Stop and Smell the Roses
At the risk of sounding cheesy, I stopped to smell the roses. I intentionally set out to tap into all of the possibilities that I could from as many experiences as I could. I designed my schedule so that I could be present and leveraged constraints to find faster and more efficient ways of delivering results. Here are some of the things I’ve done in the last several years to slow down time.
- I was present when meeting with friends for coffee, wine, or meals. I put my phone away, closed my laptop, or planned an active experience.
- During my trips to Dublin to visit Rowena, I always put my laptop away after 6pm the latest. Sometimes even 5pm. And I rarely had my phone on me. We intentionally planned out meals, selected wines carefully, and went on long walks.
- Deeply enjoyed routines that are special to me like going to my local coffee shop on weekend mornings and reading a book while enjoying a flat white or cappuccino.

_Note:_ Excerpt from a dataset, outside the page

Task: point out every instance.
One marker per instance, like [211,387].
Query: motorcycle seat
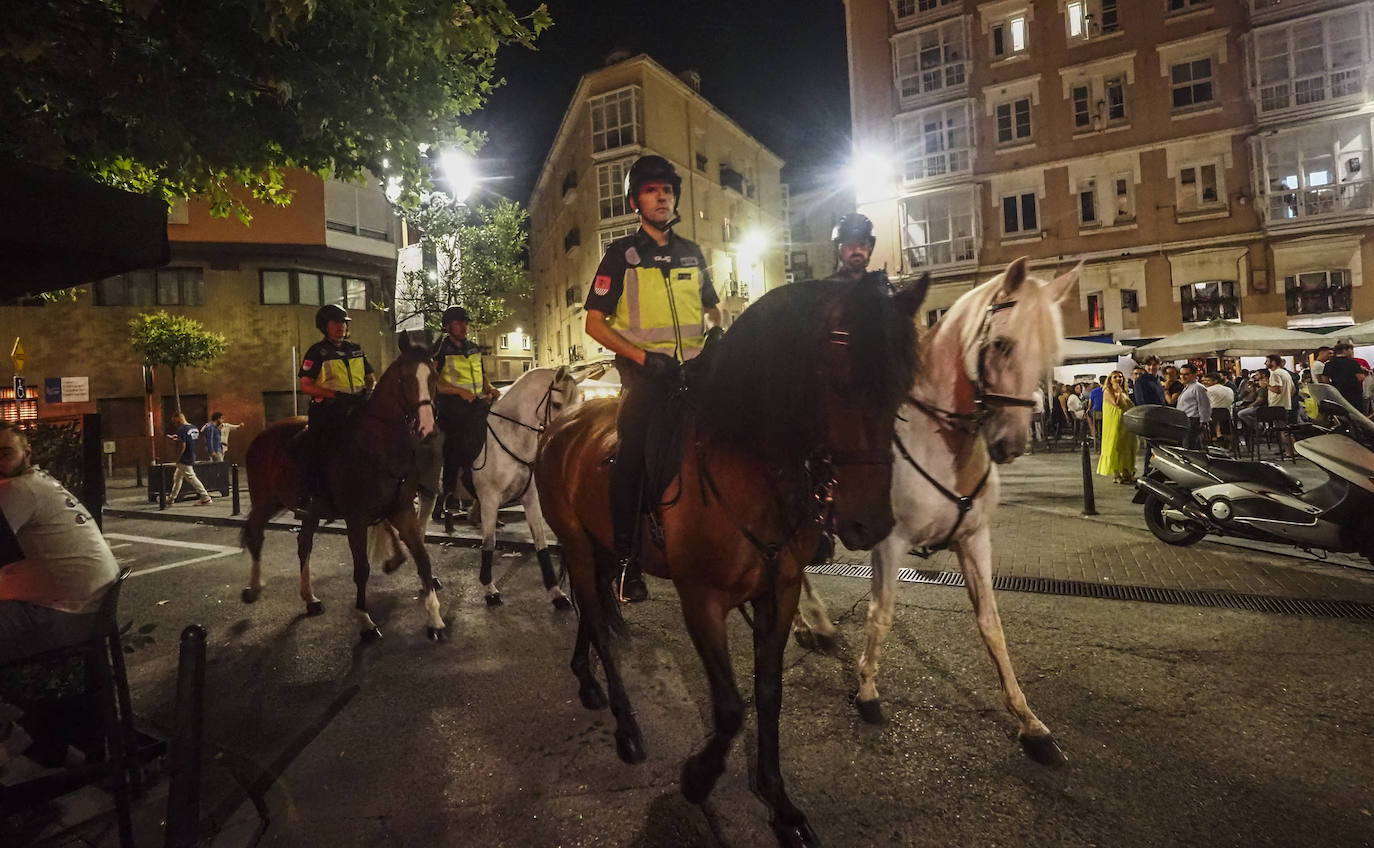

Another favorite back in New Jersey was going to the gym, then the soccer field for drills and kicking around.
- Took my time preparing for my day in the mornings. I never move too fast in the mornings. I love my mornings.
- Made time for hobbies like learning about coffee and wine, making pancakes, and reading.
- Even in my chores, I practiced mindfulness. I absolutely love folding laundry, washing dishes, and tidying up. I use that time to think and reflect.
- Recycled special moments and memories. I live and relive them over and over on demand. I experience a significant amount of the joy I originally felt in that moment.
The last 3-4 years of my life have felt like no less than decade. I am so grateful to my past self for having invested mindfulness into most of what I do. Today, I am enjoying the compounded value of all those experiences.
And when days or weeks start to feel like they are flying by, I use that as a reminder to slow down, stop, and mindfully smell the roses.